ED waiting room patients offered $10 to leave

via Kevin, MD, who must have the AP newswire in his living room…


Woman files complaint that doctor offered patients $10 to go home

Frank Dobrovnik
Local News – Wednesday, January 17, 2007 Updated @ 7:27:58 AM

An Echo Bay woman plans to file a complaint with Sault Area Hospital that an emergency room doctor was offering patients $10 to go home.
Diane Edwards had been waiting eight hours to get a prescription refilled when a physician told the “room full of people he’d pay them $10″ each if they left, she told CBC Radio in Sudbury this week.
“I didn’t appreciate it, being there for that long,” said Edwards, who does not have a family doctor.

I don’t know of a working emergency physician who hasn’t at least thought it, and I occasionally joke about it, but someone has an impulse control problem, at best.

Oh, and the ED isn’t a place to go to get your prescription refilled.  Sorry.


Comments

  1. There is at least one follow up article on this, that is worth reading. Go back to the original article and do a search on it, and you’ll find it.

    Unfortunately, it appears that in Canada, that the ER is exactly where they go to refill prescriptions.

  2. canadian med student says:

    While I agree that the ER isn’t a good place to go to refill prescriptions, there is a serious shortage of family docs all over Canada. So it’s not quite as simple a situation as it seems, imho.

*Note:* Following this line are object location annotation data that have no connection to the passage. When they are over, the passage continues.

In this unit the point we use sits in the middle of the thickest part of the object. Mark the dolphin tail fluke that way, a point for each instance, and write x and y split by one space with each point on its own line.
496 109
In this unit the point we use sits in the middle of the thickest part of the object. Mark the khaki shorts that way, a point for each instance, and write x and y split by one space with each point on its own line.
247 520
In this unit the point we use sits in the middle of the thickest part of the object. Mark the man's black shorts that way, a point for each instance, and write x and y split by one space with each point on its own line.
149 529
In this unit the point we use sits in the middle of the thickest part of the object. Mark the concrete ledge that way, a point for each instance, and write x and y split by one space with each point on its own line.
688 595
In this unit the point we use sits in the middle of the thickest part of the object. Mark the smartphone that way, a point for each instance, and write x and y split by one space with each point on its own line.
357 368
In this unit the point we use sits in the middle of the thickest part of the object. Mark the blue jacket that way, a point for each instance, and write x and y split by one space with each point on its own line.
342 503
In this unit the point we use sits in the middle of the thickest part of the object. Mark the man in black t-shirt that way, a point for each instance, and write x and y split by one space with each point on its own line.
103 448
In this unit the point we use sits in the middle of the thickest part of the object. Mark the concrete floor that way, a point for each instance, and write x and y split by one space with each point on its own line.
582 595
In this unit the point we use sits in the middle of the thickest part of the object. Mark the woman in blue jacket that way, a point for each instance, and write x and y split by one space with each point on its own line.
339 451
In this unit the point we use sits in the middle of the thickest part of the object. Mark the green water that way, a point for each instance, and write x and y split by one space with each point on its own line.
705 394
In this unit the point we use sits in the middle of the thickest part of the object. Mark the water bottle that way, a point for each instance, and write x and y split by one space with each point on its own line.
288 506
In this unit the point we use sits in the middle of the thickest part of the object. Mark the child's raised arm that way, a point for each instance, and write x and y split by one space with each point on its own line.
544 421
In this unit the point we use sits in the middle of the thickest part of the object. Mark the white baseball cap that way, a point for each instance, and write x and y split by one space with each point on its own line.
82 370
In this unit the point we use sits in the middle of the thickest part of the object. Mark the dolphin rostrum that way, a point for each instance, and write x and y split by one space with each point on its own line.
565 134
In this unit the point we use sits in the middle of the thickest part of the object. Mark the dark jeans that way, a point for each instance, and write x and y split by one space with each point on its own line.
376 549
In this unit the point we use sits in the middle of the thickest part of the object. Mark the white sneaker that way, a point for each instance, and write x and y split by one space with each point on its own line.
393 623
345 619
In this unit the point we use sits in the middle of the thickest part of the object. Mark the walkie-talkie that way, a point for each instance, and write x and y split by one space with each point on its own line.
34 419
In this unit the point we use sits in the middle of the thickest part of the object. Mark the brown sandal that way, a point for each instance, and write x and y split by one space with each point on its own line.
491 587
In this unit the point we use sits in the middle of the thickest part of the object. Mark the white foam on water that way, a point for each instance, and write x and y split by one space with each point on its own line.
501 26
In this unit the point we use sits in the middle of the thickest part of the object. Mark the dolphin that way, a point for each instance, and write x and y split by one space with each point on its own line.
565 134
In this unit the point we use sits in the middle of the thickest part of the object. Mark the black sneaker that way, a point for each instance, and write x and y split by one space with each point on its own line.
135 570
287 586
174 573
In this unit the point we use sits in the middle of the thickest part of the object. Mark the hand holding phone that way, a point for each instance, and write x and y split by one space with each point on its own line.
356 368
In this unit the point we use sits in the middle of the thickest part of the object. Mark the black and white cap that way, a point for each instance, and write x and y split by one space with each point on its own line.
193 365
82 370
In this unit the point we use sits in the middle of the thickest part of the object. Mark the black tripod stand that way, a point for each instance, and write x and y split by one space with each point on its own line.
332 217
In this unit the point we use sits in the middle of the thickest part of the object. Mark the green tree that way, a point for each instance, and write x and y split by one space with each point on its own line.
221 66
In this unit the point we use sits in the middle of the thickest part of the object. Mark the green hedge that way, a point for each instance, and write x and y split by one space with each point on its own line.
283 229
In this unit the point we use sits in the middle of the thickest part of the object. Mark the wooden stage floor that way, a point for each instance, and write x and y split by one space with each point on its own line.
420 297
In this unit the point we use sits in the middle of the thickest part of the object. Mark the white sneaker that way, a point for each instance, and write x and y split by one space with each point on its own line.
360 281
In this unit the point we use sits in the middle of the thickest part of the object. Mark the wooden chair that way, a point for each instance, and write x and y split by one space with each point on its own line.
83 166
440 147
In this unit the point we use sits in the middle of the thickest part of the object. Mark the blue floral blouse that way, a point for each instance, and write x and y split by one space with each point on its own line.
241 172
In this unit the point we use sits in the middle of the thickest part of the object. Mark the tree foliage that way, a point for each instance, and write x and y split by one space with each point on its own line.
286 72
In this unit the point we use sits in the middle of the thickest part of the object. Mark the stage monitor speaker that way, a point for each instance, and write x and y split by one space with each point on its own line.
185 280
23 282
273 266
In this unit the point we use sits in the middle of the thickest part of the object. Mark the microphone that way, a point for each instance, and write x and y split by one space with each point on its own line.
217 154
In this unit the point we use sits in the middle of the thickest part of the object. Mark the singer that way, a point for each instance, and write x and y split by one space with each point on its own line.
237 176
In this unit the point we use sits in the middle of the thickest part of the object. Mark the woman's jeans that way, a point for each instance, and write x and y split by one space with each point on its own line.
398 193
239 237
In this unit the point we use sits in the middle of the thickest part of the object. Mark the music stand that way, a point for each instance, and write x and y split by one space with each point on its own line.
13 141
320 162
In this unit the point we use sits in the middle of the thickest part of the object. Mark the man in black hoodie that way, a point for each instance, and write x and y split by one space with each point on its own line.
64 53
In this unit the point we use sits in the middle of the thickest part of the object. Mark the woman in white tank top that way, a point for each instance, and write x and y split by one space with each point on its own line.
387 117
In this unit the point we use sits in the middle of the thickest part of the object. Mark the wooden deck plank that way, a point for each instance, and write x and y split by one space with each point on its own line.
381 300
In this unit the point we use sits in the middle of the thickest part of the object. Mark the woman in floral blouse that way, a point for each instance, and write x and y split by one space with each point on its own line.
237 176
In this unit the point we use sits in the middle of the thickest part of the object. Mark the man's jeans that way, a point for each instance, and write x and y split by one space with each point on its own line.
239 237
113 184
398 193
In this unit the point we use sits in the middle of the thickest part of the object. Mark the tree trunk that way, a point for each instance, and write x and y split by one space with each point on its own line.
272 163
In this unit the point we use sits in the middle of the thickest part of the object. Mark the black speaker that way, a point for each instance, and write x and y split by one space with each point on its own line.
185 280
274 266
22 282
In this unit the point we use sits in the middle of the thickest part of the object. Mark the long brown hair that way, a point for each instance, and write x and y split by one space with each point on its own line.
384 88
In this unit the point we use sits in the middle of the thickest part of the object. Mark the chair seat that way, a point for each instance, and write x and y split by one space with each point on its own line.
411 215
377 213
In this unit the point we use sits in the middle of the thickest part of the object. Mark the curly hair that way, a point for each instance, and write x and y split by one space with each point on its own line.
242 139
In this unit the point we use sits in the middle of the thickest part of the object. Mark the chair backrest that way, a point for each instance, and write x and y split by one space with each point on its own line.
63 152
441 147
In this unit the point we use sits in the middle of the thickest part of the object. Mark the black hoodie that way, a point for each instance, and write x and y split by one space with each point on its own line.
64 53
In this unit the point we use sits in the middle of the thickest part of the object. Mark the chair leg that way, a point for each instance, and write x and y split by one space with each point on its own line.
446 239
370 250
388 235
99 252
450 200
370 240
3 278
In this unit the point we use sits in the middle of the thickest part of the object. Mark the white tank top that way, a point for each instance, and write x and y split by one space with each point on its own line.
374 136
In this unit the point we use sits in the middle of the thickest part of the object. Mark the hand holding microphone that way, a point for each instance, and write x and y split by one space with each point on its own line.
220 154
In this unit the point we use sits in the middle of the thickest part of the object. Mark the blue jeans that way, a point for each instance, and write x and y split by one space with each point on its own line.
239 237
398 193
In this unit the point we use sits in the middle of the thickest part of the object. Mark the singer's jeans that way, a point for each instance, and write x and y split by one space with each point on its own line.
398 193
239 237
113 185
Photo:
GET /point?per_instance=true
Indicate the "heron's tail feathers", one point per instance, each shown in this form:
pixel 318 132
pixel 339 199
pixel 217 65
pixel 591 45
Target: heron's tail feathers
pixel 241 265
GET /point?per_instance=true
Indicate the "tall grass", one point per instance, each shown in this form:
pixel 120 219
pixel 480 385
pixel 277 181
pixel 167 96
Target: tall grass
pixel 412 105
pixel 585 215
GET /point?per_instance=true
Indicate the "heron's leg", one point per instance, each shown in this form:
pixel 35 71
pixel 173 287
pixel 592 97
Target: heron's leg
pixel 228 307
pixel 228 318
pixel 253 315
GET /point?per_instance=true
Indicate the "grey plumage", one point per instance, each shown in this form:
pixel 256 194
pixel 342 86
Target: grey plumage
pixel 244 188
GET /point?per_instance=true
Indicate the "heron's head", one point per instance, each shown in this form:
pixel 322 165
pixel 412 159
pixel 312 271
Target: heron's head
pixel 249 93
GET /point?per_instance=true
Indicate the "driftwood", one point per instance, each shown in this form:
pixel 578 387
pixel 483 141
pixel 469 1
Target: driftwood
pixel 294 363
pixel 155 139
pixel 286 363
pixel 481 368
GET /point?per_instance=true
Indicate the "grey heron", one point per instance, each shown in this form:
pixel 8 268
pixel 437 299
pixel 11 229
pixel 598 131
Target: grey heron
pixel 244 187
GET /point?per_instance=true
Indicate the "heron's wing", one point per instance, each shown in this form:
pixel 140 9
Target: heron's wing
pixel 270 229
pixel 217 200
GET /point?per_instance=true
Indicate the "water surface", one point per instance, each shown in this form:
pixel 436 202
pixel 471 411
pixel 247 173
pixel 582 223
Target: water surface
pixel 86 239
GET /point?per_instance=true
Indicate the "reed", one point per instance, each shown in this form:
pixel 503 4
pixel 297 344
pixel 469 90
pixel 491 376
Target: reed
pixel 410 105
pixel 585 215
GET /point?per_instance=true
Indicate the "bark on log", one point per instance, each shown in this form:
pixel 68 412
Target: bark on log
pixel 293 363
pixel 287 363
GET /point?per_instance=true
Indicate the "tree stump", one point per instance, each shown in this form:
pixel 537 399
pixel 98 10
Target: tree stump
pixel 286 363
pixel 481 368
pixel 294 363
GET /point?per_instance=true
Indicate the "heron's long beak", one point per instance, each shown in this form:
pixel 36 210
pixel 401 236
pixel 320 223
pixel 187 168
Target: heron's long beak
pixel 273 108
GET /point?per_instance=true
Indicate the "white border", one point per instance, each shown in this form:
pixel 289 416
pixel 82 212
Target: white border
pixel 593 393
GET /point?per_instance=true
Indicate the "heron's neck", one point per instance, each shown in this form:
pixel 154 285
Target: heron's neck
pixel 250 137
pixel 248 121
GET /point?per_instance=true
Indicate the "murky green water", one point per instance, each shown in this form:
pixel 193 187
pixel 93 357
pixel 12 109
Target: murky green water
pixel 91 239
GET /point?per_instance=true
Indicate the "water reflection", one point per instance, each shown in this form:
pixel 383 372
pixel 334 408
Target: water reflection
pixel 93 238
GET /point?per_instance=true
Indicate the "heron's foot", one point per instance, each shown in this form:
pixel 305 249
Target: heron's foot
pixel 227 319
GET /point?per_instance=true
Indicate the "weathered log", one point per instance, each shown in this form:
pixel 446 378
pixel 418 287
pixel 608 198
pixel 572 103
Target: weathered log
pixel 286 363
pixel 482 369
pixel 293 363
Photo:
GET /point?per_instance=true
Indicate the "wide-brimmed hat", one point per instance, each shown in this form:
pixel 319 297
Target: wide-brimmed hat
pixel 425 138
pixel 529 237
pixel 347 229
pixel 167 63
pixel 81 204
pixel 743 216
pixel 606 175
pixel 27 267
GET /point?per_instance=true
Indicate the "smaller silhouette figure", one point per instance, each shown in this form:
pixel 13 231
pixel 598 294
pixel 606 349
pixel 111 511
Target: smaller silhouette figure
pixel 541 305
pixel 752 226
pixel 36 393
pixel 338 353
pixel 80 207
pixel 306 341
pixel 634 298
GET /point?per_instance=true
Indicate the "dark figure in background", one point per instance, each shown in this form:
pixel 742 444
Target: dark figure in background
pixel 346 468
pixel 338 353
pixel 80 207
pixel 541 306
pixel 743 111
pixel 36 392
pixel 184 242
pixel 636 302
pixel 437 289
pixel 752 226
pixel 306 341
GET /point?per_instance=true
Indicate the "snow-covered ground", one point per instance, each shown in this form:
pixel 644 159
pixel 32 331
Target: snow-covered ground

  3. When you think about it, what harm did it do? No one was told their problem didn’t merit attention, or that they wouldn’t be seen if they waited or even that they couldn’t come back later if they wanted. If they didn’t want to leave, or take the money, they didn’t have to do anything at all. The public wasn’tpaying, either. No one was getting rich by that offer; the offer was cab fare, if that, a token payment.

    It isn’t manipulative, or dishonest, or for that matter unethical. In fact it is inspired. Maybe brilliant. Certainly interesting, in the human behavior, relative valuation and free choice way of experimentation.

    Of course that won’t keep the jowel shakers and underpants bunchers from getting all worked up.

  4. As an ex-ER waiting room clown (they’re like rodeo clowns, but for ER waiting rooms), I applaud the guy for his sense of humor. I used to periodically venture forth into the tense, crowded waiting room and offer “No. 1 Patient” stickers, balloons, and jokes to break the ice and get people to relax a little while they endured their wait. One time I took out a bunch of ice paks for injuries and somebody asked me where they should put it—and I replied: “The hurtin’est spot”…

  5. Family doc says:

    I work shifts in a busy Canadian ER and they come in all the time for scripts and get belligerent when they have to wait.
    We have plenty of GP s in our town- this is what happens when you have no user fees!

  6. TheNewGuy says:

    I’ve gone out into the waiting room myself and advised patients that they’re looking at a long wait/night, and that if they’ve a minor problem that can wait, that they might be better-served by seeing their family doctor. I always advise that we’re happy to see them, and that they WILL get seen eventually… but that the line is already around the building.

    I’ve never offered money though… that’s actually pretty funny.

    Apparently the complainant doesn’t have a regular physician, but DOES have some kind of ongoing health problem… so she should bloody well GET a family doc. One would think it would fit into ones schedule better than spending eight hours in the ER waiting room for a non-emergent problem. That presumes, I suppose, that one is involved in things (job, kids, etc) that require some scheduling around… maybe she’s retired.

    Anyone care to make a gentleman’s wager on what medicine was being refilled?

  7. I’ve always said that if the greeter just had a pile of vicodin prescriptions to hand out we’d only see about 15 patients a day!

  8. I don’t understand the complaint–was the offer too low?

  9. Handing out work excuses is much less expensive and doesn’t make nearly as many waves in the media.

  10. The ones that will take your 10 are usually the ones that can be seen and dispo’ed in only a minute or so longer than it takes to give them the $ – so, I use my triage rooms to see these people rapidly and save my money…
    ps – just discovered this site – i was the on duty doc in the ed when the “nurse rap” video linked on your site was done… Thanks for the link. Craig, who did the video, performs a rap of sorts each year at our resident graduation dinner – quite an entertaining guy…

  11. soar_loosers says:

    Oh for Pete’s sakes, now they’re gonna come in hoards wanting the $10 bucks.